Kleinkindschwimmen. Über Angebote.

Januar 13, 2014

Es ist so. Es heißt, das erste Kind könne sich kaum retten vor den ganzen Kursen, in die es im Säuglingsalter geschleppt würde, das zweite könne nur noch besuchen, was gemeinsam mit dem älteren Geschwister möglich ist und das dritte Kind dürfe mit zum Einkaufen.

Der Zwack darf nichtmal mit zum Einkaufen, das mache ich, wenn er nicht da ist. Wobei – einmal hatte ich ihn mit zur Rückbildung, da rollte er durch den Raum auf andere Kinder zu, deren Mütter mich ängstlich ansahen, während er fröhlich quiekend mit einer Hantel fuchtelte.

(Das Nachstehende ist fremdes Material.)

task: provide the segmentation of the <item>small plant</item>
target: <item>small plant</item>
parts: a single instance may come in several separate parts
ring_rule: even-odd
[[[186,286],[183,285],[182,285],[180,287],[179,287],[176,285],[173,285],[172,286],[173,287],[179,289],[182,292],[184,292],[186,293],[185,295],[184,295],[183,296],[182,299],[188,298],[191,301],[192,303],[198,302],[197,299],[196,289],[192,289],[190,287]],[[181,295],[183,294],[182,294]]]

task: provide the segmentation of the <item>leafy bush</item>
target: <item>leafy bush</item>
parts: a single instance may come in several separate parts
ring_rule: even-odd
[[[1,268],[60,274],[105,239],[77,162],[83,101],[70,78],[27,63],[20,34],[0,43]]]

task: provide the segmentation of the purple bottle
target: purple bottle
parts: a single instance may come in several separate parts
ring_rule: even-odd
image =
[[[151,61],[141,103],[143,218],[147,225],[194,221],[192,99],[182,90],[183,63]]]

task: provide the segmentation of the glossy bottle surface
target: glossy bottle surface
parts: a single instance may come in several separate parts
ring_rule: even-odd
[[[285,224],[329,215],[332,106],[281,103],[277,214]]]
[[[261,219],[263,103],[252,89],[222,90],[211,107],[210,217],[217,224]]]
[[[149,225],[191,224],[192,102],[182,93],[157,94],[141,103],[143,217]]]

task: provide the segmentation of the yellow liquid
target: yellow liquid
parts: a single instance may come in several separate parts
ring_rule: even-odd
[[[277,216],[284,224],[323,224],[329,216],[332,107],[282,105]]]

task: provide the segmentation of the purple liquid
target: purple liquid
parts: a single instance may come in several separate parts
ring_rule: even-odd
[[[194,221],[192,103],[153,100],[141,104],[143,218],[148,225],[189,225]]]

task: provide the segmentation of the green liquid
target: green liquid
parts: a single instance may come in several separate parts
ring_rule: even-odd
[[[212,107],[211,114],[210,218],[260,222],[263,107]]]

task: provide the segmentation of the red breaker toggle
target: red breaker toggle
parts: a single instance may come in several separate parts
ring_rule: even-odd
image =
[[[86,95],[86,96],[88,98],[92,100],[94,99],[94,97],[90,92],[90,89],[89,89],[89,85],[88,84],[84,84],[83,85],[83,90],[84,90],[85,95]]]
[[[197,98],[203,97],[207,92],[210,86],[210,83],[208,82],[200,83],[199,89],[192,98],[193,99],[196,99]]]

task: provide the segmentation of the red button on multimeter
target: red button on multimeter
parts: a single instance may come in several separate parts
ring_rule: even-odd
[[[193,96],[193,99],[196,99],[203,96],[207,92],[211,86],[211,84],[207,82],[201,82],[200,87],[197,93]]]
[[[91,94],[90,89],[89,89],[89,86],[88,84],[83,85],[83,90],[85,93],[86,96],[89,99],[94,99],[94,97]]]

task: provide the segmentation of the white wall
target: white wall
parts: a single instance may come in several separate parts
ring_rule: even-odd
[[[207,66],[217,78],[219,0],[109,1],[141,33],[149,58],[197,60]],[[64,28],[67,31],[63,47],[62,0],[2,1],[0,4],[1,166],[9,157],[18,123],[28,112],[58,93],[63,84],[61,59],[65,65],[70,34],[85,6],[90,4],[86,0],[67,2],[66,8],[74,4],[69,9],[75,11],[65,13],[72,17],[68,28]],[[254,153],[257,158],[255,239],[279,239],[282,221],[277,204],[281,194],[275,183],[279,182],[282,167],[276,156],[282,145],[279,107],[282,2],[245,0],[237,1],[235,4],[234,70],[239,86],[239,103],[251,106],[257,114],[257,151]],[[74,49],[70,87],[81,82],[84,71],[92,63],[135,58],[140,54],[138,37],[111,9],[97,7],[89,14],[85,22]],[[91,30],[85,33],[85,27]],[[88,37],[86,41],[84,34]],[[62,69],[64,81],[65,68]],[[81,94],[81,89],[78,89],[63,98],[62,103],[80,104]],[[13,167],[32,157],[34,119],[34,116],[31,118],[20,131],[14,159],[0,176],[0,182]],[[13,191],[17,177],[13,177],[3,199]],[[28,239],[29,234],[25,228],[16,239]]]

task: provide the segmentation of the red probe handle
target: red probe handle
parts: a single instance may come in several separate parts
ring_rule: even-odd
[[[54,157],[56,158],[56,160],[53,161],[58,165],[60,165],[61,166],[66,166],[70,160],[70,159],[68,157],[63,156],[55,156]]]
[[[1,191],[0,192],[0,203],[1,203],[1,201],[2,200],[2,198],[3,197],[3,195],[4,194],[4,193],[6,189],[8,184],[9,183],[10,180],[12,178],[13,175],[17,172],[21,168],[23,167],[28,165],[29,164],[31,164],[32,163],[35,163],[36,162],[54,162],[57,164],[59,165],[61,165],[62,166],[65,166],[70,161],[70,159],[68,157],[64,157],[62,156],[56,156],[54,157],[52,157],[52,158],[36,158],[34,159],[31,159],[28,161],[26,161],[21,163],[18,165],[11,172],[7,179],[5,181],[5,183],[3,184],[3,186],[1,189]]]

An den ersten verregneten Herbstnachmittagen also überlege ich, ob ich mir mit dem Zwack für das Winterhalbjahr etwas vornehmen solle. Damit man rauskommt. Etwas unternimmt. Regelmäßig. Trotz Wetter. Ich surfe mich durch die Angebote. Es gibt nur noch Angebote. Statt klassischem Eltern-Kind-Turnen gibt es nun Bewegungsangebote. Spielangebote. Kursangebote. Gruppenangebote. Sinnliche Wahrnehmungsangebote. Kreative Phantasieangebote. (Wie bitte?) Es gibt goldene Morgenstunden, indische Babymassagen, Musikpavillons, Schatzkisten und kreativen Kinderausdruckstanz. Am Lustigsten finde ich die Zehnerkarte für das Angebot geschwisterähnlicher Konstellationen in der Spielekiste. Wo leben wir denn. (Verstehen Sie mich nicht falsch – es ist mir völlig egal, wer aus welchen Gründen wie viele Kinder bekommt oder nicht. Ich finde es nur verstörend, was man so kaufen kann.)

Der Zwack begreift die ganze Wohnung als Angebot – ein externes Angebot, das mir meine Küche wiederbringt, finde ich nicht.
Ich entscheide mich schließlich für Kleinkindschwimmen. Städtisch. Ohne Chichi. Keinerlei Angebot. Keine Situation. Dabei hasse ich Schwimmlogistik, wenn ich für mehr als für mich denken muss. Aber wir haben nunmal nur eine Badewanne und keinen Pool zu Hause, deswegen erscheinen mir Hallenbad und Planschen irgendwie gut.
Als wir das erste Mal im Bad ankommen, ist es hallenbadheiß, die Umkleide voll quäkender Babyschwimmbabies. Der Zwack schaut mich verunsichert an. Als ich ihn umziehen möchte, schreit er verzweifelt „Hose! Hose! Hose!“. Ich ziehe ihn trotzdem aus und um und schleppe ihn zum Becken. Er krallt sich fest. Statt durchs Wasser zu strampeln, stellt er seine Füße auf meinem Bauch ab. Statt sich in einer Schwimmnudel rumtreiben zu lassen, schaut er vorwurfsvoll und ruft „Nune! Nune! Ah! Ah!“. Das soll in etwa zum Ausdruck bringen, dass er jetzt durchaus die eine oder andere Nudel würde essen wollen, was aber nicht das Geringste mit diesem roten Styropording zu tun hat, das ihn am Bauch stört. „Mamaaa! Nuneee!“
Es bessert sich erst, als er einen Waschlappen werfen soll. Leidenschaftlich platscht er ihn durchs Wasser – und auf andere Kinder – und ruft jedesmal begeistert aus, wo ihn die Wassertropfen erwischt haben: „Ohr! Ohr! Auge!* Auge! Backe! Ohr! Mama! Auge!“ Lucia schaut weniger begeistert, als ihr der Waschlappen ins Gesicht platscht. Ich hoffe, dass Lucias Vater das als Zusatzangebot geschwisterähnlicher Konstellation verbucht.

Das bringt mich auf eine Idee. Für den nächsten Herbst überlege ich, Zehnerkarten auf den Markt zu bringen. Ich setze mich mit dem Zwack und verschiedenen Wurfgeschossen in einen Raum, wahrscheinlich unsere Küche, lasse die Kindlein zu mir kommen und den Zwack Geschwisterähnliches inszenieren. Immer donnerstags. Damit man im Winter was unternimmt. Na, wäre das ein Angebot?